Gittens is spot on. As John Quiggin observes "a serious policy program could make a big impact."

| Posted by Gary Sauer-Thompson at 2:37 PM | | Comments (4)


The official position of the Murray-Darling basin ministerial council is that a flow of 1500 gigalitres would have only a moderate chance of restoring the basin. Even that cannot be achieved without taking on the upstream irrigators.

you are right. 1500 gigalitres is the upper limit of the MDBMC policy framework.

Yet the River Murray requires a lot more by way of environmental flows to be a healthy river.

Taking on the upstream irrigators (in Victoria and NSW)is the key. I reckon both the Coalition and the ALP will wimp out.
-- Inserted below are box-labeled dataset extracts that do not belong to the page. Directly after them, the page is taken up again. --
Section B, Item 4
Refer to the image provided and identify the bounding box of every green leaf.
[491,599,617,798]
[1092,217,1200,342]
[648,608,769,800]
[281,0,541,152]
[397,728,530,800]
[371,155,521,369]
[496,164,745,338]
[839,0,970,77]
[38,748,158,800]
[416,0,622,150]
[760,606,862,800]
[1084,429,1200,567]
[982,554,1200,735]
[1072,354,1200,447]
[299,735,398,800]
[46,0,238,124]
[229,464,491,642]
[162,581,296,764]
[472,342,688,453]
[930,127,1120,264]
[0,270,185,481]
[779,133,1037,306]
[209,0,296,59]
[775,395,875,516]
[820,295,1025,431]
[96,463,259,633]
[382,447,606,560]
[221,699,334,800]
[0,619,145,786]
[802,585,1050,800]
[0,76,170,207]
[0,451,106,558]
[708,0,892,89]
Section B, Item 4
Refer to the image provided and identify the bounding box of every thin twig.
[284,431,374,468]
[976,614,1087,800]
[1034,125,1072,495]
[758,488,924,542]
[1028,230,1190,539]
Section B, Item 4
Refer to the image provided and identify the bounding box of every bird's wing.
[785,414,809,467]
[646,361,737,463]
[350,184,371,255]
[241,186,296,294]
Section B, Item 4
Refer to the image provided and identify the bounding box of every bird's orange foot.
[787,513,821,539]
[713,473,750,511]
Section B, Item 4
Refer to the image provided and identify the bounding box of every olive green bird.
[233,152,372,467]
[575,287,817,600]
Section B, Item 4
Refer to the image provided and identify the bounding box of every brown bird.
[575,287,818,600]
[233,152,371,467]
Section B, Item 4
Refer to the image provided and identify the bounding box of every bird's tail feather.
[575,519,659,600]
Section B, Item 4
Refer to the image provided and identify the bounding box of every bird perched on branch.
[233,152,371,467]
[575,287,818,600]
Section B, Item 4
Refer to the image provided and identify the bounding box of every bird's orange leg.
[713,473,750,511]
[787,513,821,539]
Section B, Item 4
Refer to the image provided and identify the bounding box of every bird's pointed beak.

For their policies to have any substance they need to clearly spell out how they will clawback water from the irrigators for environmental flows.


So you agree with my assessment that Simon has to date been largely a policy-free zone (just as Bomber was before him).

But you think I'm going "downmarket". Well, you'll find I've posted a couple of more solemn pieces this morning (with no semi-naked bodies). You can be assured I'll continue doing so as, I'm sure will Geoff, Chris and Wayne. But I don't think blogging should ever get too overly solemn. We're doing it for fun, after all, and there's nothing wrong with the occasional light-hearted, even frivolous post. Otherwise the blog would end up reading like the old Soviet version of Pravda (or its right wing equivalents) and have just as few readers.


hang a mo.

It is good to see the fun and the pleasure. There is nothing wrong with being lighthearted and frivolous. Nor is there anything wrong with differnt styles of weblogs including tabloid.

Let difference bloom (including austere and serious weblogs.

What my criticism was directed at was calling the ALP's proposal for 1500 gigalitres of environmental flow for the River Murray half baked without any argument or reasons to justify why you consider it to be half-baked.

The effect of half-baked was that you dismissed it to all intents and purposes.

The River Murray policy is a serious policy initiative that deserves a considered response. The response can be flippant or ironic etc but it should also be considered. Give us reasons why you judge it to be half-baked.

Crean is right. He puts good policy out in the public sphere only to see it ignored or dismissed by the big media---and now the micro-media.

It is your dismissing a serious policy initiative that is the reason for me saying that your weblog was going downmarket; not the light heartedness or frivolity.